For years, Ron Branson toiled in his North Hollywood garage in lonely isolation, repeatedly failing to gather enough signatures to put on California's ballot a constitutional amendment that would make it much easier to investigate, sue and oust judges.
Then, last fall, the minister and former prison guard -- who has repeatedly sued the government and who said he once appealed a parking ticket all the way to the U.S. Supreme Court -- set his sights on a smaller target. Connecting with a feed equipment manufacturer in South Dakota, Bill Stegmeier, who kicked in a mere $140,000 (as opposed to the $1 million-plus it would likely cost in California), he collected enough signatures to put an amendment before voters in that state. (Stegmeier has since distanced himself from Branson.)

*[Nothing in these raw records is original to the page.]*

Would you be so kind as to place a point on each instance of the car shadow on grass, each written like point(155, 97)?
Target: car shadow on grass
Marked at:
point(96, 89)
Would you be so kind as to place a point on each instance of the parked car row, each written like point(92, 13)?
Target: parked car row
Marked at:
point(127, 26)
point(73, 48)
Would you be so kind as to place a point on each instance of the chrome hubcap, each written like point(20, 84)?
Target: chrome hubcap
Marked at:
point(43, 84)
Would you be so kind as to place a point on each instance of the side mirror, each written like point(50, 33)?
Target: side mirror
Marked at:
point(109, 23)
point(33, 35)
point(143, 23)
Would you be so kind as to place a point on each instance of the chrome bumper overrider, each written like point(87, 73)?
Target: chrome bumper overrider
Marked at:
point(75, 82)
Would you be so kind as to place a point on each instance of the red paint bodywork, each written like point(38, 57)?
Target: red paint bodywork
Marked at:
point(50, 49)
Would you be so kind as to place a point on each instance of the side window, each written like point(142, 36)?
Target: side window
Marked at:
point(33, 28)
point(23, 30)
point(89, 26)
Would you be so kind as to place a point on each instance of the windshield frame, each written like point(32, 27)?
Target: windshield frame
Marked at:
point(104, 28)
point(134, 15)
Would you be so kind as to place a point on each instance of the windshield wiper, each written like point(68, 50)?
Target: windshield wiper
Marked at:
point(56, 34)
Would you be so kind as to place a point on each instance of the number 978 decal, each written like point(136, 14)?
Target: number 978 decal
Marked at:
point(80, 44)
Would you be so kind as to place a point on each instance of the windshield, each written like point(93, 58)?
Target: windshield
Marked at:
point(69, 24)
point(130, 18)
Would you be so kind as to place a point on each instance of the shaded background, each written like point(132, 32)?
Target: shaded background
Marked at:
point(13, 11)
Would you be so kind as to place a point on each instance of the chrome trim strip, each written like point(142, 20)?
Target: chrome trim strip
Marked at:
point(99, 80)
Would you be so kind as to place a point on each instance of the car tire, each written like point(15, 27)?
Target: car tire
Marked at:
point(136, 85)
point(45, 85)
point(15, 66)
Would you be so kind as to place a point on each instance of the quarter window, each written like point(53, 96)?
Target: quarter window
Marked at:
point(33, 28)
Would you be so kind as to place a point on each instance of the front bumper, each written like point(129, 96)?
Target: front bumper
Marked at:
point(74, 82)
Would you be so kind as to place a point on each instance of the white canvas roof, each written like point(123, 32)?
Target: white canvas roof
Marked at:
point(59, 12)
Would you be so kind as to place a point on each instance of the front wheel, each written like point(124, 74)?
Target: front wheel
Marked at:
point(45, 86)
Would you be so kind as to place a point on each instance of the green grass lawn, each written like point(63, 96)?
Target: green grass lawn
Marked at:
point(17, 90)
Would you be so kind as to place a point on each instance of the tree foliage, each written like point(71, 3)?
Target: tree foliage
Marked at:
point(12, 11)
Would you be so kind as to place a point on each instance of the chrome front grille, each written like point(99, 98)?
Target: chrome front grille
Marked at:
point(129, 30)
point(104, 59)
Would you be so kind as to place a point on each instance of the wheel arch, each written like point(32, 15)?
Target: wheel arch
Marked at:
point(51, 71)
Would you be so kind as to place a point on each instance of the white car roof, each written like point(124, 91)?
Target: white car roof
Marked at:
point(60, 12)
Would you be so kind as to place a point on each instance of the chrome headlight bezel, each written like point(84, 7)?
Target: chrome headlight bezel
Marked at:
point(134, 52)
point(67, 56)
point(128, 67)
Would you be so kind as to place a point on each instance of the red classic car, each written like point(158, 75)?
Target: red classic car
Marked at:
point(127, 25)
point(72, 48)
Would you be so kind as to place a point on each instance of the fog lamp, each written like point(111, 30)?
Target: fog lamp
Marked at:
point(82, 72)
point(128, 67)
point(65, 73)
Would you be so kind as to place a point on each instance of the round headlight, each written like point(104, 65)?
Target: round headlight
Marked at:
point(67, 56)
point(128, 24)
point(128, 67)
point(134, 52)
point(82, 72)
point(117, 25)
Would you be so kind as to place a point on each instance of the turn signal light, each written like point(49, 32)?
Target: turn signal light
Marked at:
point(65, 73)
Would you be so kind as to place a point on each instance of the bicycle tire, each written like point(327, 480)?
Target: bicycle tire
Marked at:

That amendment, which Branson says he hopes will soon be copied nationwide, would create grand juries with the power to investigate and indict judges, as well as toss them off the bench and strip them of their immunity so they could be sued for decisions they make. He calls it the Judicial Accountability Initiative Law, which shortens to the catchy slogan "JAIL for Judges."
Quite suddenly, Branson -- an idiosyncratic populist who calls himself the Five-Star National JAIL Commander in Chief and affixes five metal stars to his lapels -- found he had captured the attention of judges and lawmakers across the country.
They say his plan is a terrible idea and represents nothing less than an attack on the premise of a fair and impartial judiciary that operates independently of pressure from special interests. That's because if judges can be investigated, sued and even jailed for decisions they make, few will be likely to make unpopular decisions, even if that is what the law calls for.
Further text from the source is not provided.